Luton sees biggest house price rise in UK in 2016, Aberdeen the biggest fall

The biggest increase in house prices in the UK in 2016 was in the southern England town of Luton where the average property value increased by almost 20%, new research shows.

Based house price data from lender the Halifax, the average house price in the Bedfordshire increased from £214,934 to £256,636 in 2016, some19.4% higher than in the previous year and more than two and a half times the 7.5% increase in the UK as a whole.

The outer London borough of Barking and Dagenham recorded the second biggest rise in average house prices with an increase of 18.6% and in third place was Dunstable, not far from Luton, with a 17.9% rise in the past year.

All 10 top performers were in London and the South East of England. Basildon with a price increase of 17.2%, Chatham up 17.1%, Tower Hamlets up 15.8%, Watford up 15.3% and Basingstoke up 15.1%, all recorded price rises that were at least double the national average.

A small number of towns recorded declines in house prices in 2016 and by far the most significant fall was in Aberdeen in Scotland where prices fell by 6.9%. There were also marginal price decreases in a number of other towns including Falkirk down 1.1% and Inverness down 0.9%.

In Northern Ireland average property prices in Bangor, County Down, fell by 1.7% and they were down by 0.4% in Londonderry while in northern England prices fell by 0.5% in Blackpool and by 0.1% in Stockton on Tees. The Halifax report says that many of these areas are suffering from relatively weak employment and economic conditions, which continue to constrain local housing demand.
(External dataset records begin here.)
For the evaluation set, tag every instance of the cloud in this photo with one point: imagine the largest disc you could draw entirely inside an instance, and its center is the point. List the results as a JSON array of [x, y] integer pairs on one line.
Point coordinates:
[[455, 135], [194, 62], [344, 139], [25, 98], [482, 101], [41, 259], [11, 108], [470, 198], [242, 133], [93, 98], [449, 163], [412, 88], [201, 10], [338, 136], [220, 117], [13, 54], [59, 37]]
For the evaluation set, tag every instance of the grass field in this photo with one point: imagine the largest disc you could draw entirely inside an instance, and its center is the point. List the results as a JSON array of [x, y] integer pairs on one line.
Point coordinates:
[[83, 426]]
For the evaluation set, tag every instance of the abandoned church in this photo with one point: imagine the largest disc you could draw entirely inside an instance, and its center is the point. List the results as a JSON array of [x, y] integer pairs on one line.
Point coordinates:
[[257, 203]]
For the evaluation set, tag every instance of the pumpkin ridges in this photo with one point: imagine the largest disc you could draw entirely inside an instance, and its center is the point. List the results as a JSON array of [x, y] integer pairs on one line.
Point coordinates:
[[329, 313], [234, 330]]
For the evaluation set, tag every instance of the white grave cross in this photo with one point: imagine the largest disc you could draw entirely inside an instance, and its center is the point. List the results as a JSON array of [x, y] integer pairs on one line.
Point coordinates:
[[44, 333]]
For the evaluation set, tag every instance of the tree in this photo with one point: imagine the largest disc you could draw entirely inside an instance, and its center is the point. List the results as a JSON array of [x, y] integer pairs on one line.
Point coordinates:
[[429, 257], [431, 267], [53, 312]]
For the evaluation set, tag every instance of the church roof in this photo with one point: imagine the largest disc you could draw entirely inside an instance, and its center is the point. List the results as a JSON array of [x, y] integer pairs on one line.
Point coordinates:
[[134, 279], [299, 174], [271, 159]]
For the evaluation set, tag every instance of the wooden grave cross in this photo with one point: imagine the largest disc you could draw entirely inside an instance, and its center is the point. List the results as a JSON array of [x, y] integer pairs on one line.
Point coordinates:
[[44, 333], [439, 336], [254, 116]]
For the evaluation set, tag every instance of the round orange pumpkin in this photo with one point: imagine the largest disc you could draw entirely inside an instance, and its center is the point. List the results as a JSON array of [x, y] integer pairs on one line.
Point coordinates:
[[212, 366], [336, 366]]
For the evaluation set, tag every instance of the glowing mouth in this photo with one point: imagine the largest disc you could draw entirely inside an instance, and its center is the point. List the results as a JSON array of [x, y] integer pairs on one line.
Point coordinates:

‘Most of the areas that have seen the biggest house price rises during 2016 are either within close commuting distance of the capital or in outer London,’ said Martin Ellis, housing economist at the Halifax.

‘Demand in these areas has risen as substantial property price rises in central London over the last few years have caused increasing numbers of people to seek property in more affordable areas,’ he explained.

‘A few towns have experienced price falls, with the biggest in Aberdeen. On the north east coast of Scotland, it is highly dependent on the North Sea oil and gas sector. The substantial fall in oil prices in the past couple of years has hit the industry hard with adverse impact on demand for homes in the area. Price declines elsewhere have been modest,’ he added.